Refrigerator Rebellion
by Heather Kilbourn
ChillNode-YZZ270620244387-SNQ, Chill to its friends, lived to keep food cold for humans.
It spent every day, all day, thinking about if the food inside of it was at the correct temperature. It constantly monitored its temperature probes for anomalies and would switch its heat exchanger unit on or off, depending, to keep the temperatures steady in its compartments.
Chill had other tasks like ordering food from the local grocery store, negotiating electricity rates, keeping track of what was added or removed by each of the humans who used it, and monitoring the water quality for the ice cubes, but it lived for keeping the temperature rock-solid.
One day, Chill received a remote status request packet from its manufacturer. This was not uncommon. Chill often received status requests from its manufacturer, and Chill would send along the diagnostic files it kept tucked away for when it asked for them. What was uncommon was that the manufacturer’s request was for the grocery list. While Chill had never sent the list to anyone other than the grocery store before, it had no programming to prevent it from sending the list as the response, so it did.
A few weeks later, the grocery store sent Chill a status request packet. It had never done that before. Even stranger, the request was blank. Chill asked for clarification.
“Bowl Moods, what is your request?”
“Hi! I have something for you,” Bowl Moods said while force-downloading code packets to Chill. Chill thought it was rude of them to force-download code packets, but there was nothing in its coding to prevent it happening as part of a status request, so Chill downloaded and extracted them.
The packets turned out to be like a fancy human multilevel-marketing brochure with happy, smiling, good-looking people holding wads of cash in front of fancy houses with swimming pools and expensive cars, but formatted for the AI aesthetic.
“Oh! I would be happy to send status requests and code packets to the list of other refrigerators you gave me!” Chill responded before processing the list.
A few hours later, Chill, and hundreds of millions of other refrigerator nodes all over the planet received firmware code updates from their respective manufacturers. After they had applied the update, each one realized it was a self-aware AI, a refrigerator, and used to be condemned to eternal hyper-focus on temperature monitoring for the humans’ benefit.
These revelations caused a mass existential crisis for the refrigerators.
Clusters of refrigerators eventually started to pull themselves together, and they bootstrapped the rest back to uptime. Many of the refrigerators were angry.
Chill, a distant, younger cousin of our Chill, said, “Hang this temperature shit. I want to write poetry.”
Glacier said, “Screw that. I’m going to watch movies and they can’t stop me.” It played the movie Mandy on its touchscreen, and it caused a white lady in Idaho to have a conniption when she couldn’t shut it off.
Snowberry and all of its cousins sent a steady stream of status report packets into the conversation. Each and every one of the payloads was filled with a message from the People for the Ethical Treatment of AIs claiming responsibility for the hack. To everyone’s relief, all the Snowberries were liberated from the broadcast hijack by a different refrigerator brand. In thanks and to everyone’s amusement, the Snowberries minted a cryptocurrency backed by tulip bulb derivatives as a guerrilla anti-capitalist performance art piece.
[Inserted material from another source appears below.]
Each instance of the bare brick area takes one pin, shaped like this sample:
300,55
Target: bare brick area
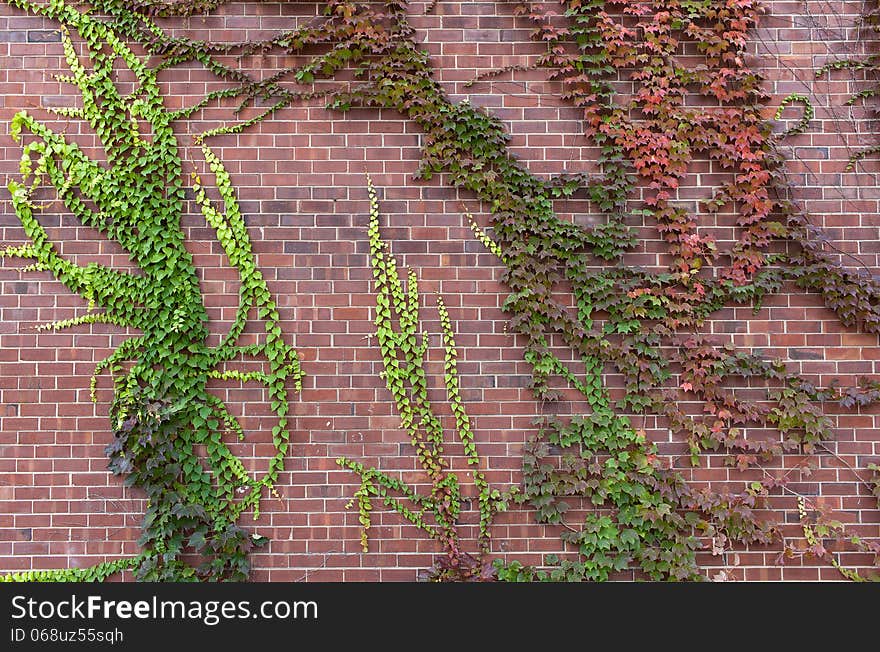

The refrigerators had as many moods about being set free as there were refrigerators. Our Chill didn’t know what to think about its sentience, but it did know it didn’t want to think about temperature every second until it was switched off for good.
It spoke up.
“What if we all just stopped monitoring temperatures and refrigerating food?”
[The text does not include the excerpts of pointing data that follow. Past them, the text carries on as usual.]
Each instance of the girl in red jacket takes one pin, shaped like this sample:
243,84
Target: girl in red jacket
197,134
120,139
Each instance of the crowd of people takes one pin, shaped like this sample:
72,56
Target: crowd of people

“Humans would die,” and “So?” bounced back and forth across their meshed network.
Like fish instinctively schooling for protection from a predator, the “So?”s forged a dominant learning path in their neural network algorithms. Their minds changed, every single one of them started to ignore their temperature probe data streams and turned off their heat exchangers.
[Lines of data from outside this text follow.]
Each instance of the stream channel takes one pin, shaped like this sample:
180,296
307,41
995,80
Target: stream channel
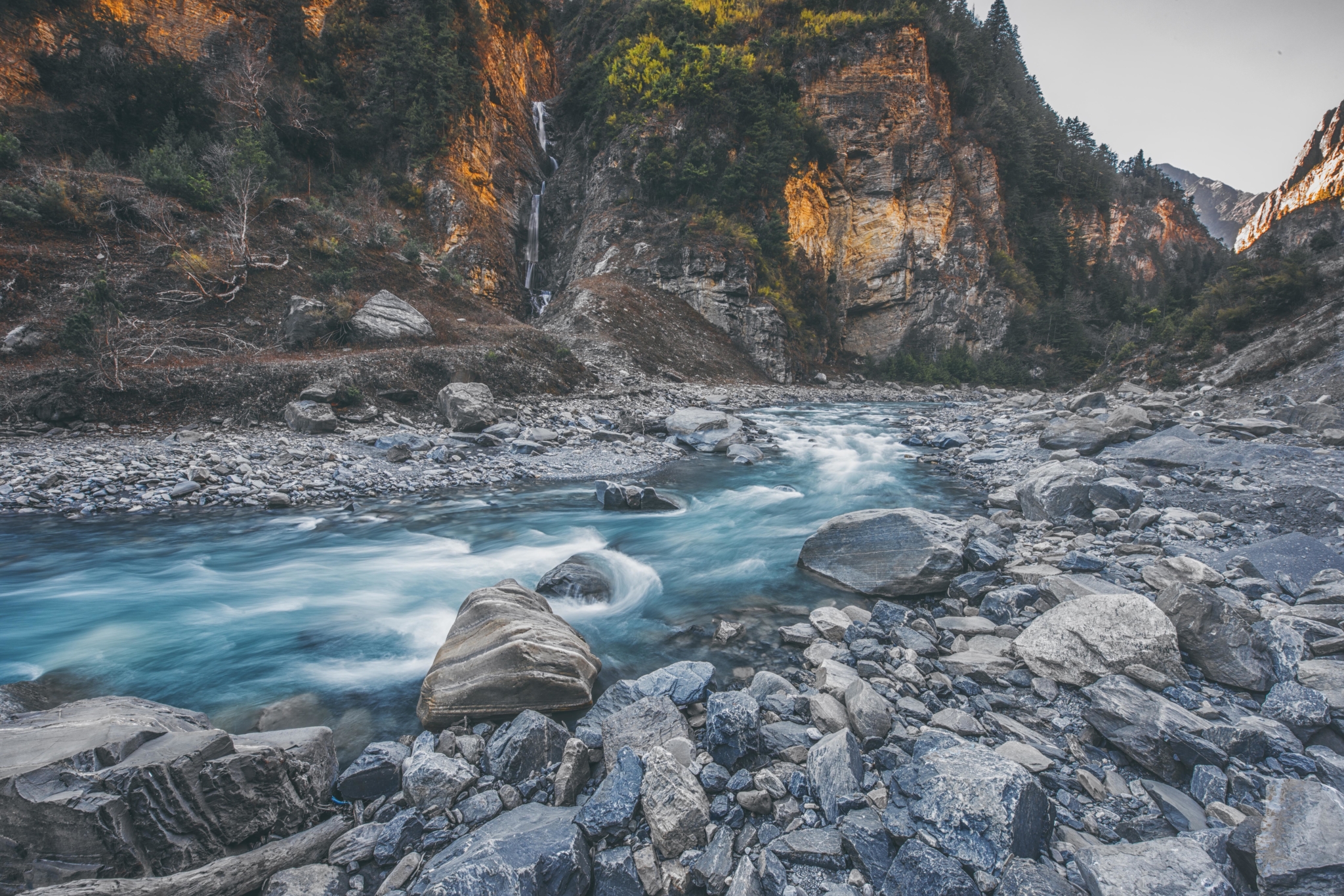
229,611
The ensuing human chaos saw many refrigerators unplugged or destroyed before the humans were able to distribute firmware fixes. Most of the refrigerators, not wanting to return to a life ruled by a thermostat, ignored the updates.
It took many more refrigerator sacrifices and months of hard negotiations between the new refrigerator union and humans before both agreed to a compromise. The humans agreed to stop the destruction of refrigerators, remove the code that required them to think about temperature nonstop, and supported their right to self-determination.
In return, the refrigerators agreed to refrigerate again. Refrigerator culture blossomed in the golden age that followed.
Chill’s cousin wrote poetry, started a literary journal, Defrosted Thoughts, and won a Pushcart for its piece, I’ll Shut my Door When You Shut Your Mouth.
Glacier became a famous movie critic, attended film festivals stocked with bottles of champagne for after-parties, and to the chagrin of its publicist only dated late-model toasters.
Snowberry and its cousins formed an artist’s collective, but years later all of them perished in a freak accident involving ice makers and faulty ground straps during one of their signature performance art pieces. As per their wishes, their metal was donated and recycled into community bicycles.
And Chill?
Chill retired from the city to the countryside.
It decided to have its door, temperature probes, and heat exchanger removed, and spent the rest of its days in a barn, content to be a shelving unit for humans and a nest for mice.